A common approach which I know for segmentation of digits is the sliding window. The basic idea is that you slide a window of some size over the image of digits.

Each movement of the sliding window produces an image (you look only at pixels covered by the window). The sliding window will be narrow. Now classifier can be trained, that will map sliding window to 1 or 0, where 1 indicates that sliding window is centered on a split of 2 digits, and 0 indicates the opposite.

You would need some training data to train the classifier. Or you can try to use unsupervised learning.

EDIT : This video can be useful : https://www.youtube.com/watch?v=y6ga5DeVgSY

Question 2

DISCLAIMER: I never wrote any OCR-like software before.

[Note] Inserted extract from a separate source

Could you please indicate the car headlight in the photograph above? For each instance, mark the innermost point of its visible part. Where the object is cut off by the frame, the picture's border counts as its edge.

To me, your algorithm seems a bit off, because of the following reasons:

1 starts not where you find the first pixel at the bottom, because you still have the little stroke that points to the left, on top of the 1.
2 would be only a few pixels high, since you are going straight up until you find a background pixel.
3 would result in being only 1 pixel by 1 pixel, due to the same arguments as above.
etc...

I would try to use a recursive algorithm that follows the foreground color pixels as far as it can without going into the background pixels. When using big images with big characters, this might cause a stack overflow, so it would be nice to do the trick in a couple of for loops instead of using a recursive function.

If you are doing it this pixel by pixel discovery of one character, you can use that process to create vector information on what your character looks like. I think that would be a cool starting point to recognize the characters.

Question 3

I've not tried to write OCR software, but we do use it, and it is (or can) get very complicated.

It's not totally clear where your image is coming from; if it's a scanned image, then there are several complications. Not least in regard to your plan is that even if there is a gap between digits it may not be vertical (it's very unlikely that the page scanned will be totally straight). Other factors include "speckle" -- random dots caused by dirt etc. on the image or the scanner. If you're processing this kind of image, you almost certainly need to look towards Image Processing techniques that apply many different mathematical operations to the whole array of pixels to do things like deskew (straighten the image), despeckle (get rid of random dots); edge-enhancement (strengthen changes from light to dark to enhance lines).

From your use of "background" and "foreground" colours, it may be that you're trying to "OCR" an image from the screen? If so (some kind of "screen-scraping" process), and you know (or can be trained with) the specific character-shapes being interpreted, then a variant of the sliding window may help: you slide the known image of a '5' around the image at different offsets: if all the pixels of the '5' match "foreground" pixels in the image, then you know you've found a '5'. Repeat for other digits. As above, this is a "virtual" window we're talking about.